Yo sé que no es fácil entender que aceptar la diversidad nos hace a todos más iguales. Pero en particular, cuando uno acepta y reconoce la igualdad de todos en la diversidad, hay quienes son capaces de hacerlo. Creo que hoy, soy más optimista. Más optimista, porque la toma de conciencia de lo pequeño y frágil de nuestro planeta, de la magnitud de los fenómenos naturales y de los cambios climáticos que no sabemos dominar, incuso de la complejidad de los eventos históricos, económicos y sociales, nos hacen ver que somos todos parte de un mismo complejo, de una misma especie, que quiere sobrevivir en el planeta. El poder actuar todos juntos, es muy importante para nuestra sobrevivencia.

Estamos en un momento muy complicado del mundo, confuso. Eso se proyecta, evidentemente, sobre nuestra realidad y sobre la realidad mundial. Sobre nuestra realidad, yo diría, con muchos años detrás, en mi condición de uruguayo convencido, yo creo que en el fondo nosotros hemos logrado, a lo largo de los años, algunas cosas que es importante reconocer y preservar. Hemos avanzado mucho en el respeto, el respeto que nos debemos unos a otros. Y, sobre todo, hemos avanzado mucho en la tolerancia. Dos cosas que yo creo que son tan simples, tan importantes, pero - a veces - tan difíciles de conciliar en tantas partes del mundo. Hemos hecho eso todos. Creo que hay momentos de encuentros y desencuentros. Pero hoy estamos con problemas, como todas las comunidades del mundo, pero tenemos los valores muy arraigados en la conciencia de nuestros pueblos. Tenemos que defenderlo, eso, tenemos que defenderlo para poder convivir y vivir en paz y, en paz, construir el país y el mundo que nos merecemos y que le debemos dejar a los que vendrán después de nosotros. Eso es posible en nuestro país. Tenemos virtudes que bien conocemos de aquellos que, como yo hoy y ustedes, somos inmigrantes en este país. Construimos el país que vinimos a fundar, a ayudar a crecer y a fundarse en estos valores que son tan importantes para convivir.

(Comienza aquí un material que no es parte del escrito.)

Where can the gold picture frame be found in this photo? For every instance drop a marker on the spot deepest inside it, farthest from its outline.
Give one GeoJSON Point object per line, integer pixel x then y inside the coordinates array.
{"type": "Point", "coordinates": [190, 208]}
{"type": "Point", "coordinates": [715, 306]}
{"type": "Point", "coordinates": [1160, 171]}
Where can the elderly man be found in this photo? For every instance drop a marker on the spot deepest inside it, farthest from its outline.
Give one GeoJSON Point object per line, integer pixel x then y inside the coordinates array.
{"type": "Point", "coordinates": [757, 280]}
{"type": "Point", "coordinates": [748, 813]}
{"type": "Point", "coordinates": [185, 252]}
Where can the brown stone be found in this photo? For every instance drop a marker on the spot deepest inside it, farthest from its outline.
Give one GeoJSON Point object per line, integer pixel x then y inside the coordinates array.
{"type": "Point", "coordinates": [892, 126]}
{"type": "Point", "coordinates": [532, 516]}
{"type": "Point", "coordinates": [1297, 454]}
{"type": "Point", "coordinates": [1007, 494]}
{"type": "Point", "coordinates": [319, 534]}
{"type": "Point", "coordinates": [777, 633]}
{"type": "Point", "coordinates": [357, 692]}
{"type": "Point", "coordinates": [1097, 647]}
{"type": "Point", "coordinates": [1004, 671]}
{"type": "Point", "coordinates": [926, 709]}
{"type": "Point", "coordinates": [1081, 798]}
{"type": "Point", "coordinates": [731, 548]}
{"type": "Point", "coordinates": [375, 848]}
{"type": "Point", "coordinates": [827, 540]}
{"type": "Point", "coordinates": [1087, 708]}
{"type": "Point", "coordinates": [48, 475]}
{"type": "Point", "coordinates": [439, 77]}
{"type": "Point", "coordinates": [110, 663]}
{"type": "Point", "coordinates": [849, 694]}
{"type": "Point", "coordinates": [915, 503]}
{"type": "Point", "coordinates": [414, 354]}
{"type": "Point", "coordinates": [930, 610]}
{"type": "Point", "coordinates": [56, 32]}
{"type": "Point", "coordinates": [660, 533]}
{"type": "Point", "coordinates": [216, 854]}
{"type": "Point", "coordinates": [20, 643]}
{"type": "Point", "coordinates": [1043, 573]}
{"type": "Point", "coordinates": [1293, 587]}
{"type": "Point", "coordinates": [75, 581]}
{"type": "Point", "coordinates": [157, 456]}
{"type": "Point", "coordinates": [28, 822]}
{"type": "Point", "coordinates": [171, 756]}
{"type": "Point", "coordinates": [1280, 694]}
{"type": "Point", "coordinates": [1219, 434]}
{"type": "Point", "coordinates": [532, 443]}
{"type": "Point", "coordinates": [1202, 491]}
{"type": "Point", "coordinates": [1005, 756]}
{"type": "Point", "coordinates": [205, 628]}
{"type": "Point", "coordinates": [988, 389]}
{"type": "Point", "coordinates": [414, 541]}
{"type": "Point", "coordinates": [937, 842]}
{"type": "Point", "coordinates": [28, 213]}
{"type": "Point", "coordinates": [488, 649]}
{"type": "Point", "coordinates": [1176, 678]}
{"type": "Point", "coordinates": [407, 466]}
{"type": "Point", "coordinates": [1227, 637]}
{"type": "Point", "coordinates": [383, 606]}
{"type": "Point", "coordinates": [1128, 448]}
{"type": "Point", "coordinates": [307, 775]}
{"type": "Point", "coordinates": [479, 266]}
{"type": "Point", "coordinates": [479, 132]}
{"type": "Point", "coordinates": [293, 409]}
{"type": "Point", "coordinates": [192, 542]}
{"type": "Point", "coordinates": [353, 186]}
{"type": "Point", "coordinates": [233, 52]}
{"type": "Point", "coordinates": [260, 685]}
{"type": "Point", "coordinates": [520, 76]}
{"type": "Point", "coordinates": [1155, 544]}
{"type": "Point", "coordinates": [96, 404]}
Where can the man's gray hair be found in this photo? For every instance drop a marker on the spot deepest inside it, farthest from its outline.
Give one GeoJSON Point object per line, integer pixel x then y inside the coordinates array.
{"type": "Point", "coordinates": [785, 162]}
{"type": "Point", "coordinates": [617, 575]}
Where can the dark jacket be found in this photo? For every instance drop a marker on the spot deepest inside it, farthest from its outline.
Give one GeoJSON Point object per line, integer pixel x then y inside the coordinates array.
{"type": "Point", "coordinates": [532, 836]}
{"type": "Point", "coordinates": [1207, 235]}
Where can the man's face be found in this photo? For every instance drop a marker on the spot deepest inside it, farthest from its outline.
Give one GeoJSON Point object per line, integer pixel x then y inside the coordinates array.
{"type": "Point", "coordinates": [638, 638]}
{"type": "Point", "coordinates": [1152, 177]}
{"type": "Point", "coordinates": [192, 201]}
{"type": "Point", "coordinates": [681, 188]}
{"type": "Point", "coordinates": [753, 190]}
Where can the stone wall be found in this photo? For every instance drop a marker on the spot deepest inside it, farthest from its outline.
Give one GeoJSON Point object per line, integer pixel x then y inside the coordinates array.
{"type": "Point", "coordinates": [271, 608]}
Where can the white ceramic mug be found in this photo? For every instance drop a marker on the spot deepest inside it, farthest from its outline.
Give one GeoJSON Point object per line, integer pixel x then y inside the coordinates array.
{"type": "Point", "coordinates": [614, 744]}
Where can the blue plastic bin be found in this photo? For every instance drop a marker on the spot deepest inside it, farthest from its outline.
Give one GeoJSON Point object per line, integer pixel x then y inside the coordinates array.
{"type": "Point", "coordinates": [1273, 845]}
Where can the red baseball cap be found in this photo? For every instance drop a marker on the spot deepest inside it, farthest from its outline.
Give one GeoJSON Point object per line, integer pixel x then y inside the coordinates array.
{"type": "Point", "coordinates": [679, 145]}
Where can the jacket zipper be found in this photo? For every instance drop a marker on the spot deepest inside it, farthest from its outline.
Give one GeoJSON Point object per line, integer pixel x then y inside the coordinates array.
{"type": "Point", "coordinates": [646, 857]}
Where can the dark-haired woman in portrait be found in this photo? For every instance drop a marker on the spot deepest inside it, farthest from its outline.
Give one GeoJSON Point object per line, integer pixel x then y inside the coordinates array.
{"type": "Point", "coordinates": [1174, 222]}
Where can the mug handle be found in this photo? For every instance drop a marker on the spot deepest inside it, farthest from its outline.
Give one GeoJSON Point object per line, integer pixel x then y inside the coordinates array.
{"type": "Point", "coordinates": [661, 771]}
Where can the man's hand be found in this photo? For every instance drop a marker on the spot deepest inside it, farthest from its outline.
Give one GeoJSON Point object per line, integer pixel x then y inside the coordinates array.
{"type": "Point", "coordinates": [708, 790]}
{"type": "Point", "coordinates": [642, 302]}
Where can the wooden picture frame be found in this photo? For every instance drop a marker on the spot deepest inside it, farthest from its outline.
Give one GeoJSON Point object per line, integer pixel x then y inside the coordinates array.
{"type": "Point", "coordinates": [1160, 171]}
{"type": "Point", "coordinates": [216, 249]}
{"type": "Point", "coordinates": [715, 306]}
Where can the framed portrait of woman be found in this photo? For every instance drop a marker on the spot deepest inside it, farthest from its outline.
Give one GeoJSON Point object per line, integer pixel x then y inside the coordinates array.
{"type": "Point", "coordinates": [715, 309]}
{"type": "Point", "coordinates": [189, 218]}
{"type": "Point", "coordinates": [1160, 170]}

Pero el mundo está complicado. Las opciones del mundo hoy, son confusas. Los caminos a seguir no son fáciles. Y yo creo que fundamentalmente hay una tarea que nos convoca a todos y, sobre todo, a las futuras generaciones. Porque somos hijos de una tradición judeo-greco-cristiana, de donde partieron los grandes valores de la llamada “civilización occidental”. Pero esos valores, en el mundo que vendrá, en el mundo donde se está dando la transferencia del poder económico más grande de la historia de la humanidad del Occidente al Oriente, van a tener que enfrentarse con otros valores. Serán mejores o peores, no lo sé, pero son otros valores. Armonizar esos valores que hemos aprendido con los otros valores, va a ser una tarea muy complicada. Yo creo que hay que abordarla para defender, en este ajuste, la convivencia en el mundo. Esa convivencia tan lacerada todos los días por conflictos de todo tipo, que no somos capaces de resolver, yo creo que es una de las grandes tareas que nos convoca. Y, a partir de nuestros valores, tratar de fundar los nuevos valores, que tendrán una síntesis, pero que serán la condición necesaria para poder convivir y vivir en paz.

Yo creo que en un acto como el de hoy, nos convoca la historia, nos convoca la memoria y cómo se fue creando esta identidad que ustedes tan dignamente representan, para todos juntos - de alguna manera pensar - que tenemos una responsabilidad compartida. Aprender a vivir en paz en un mundo tan convulsionado.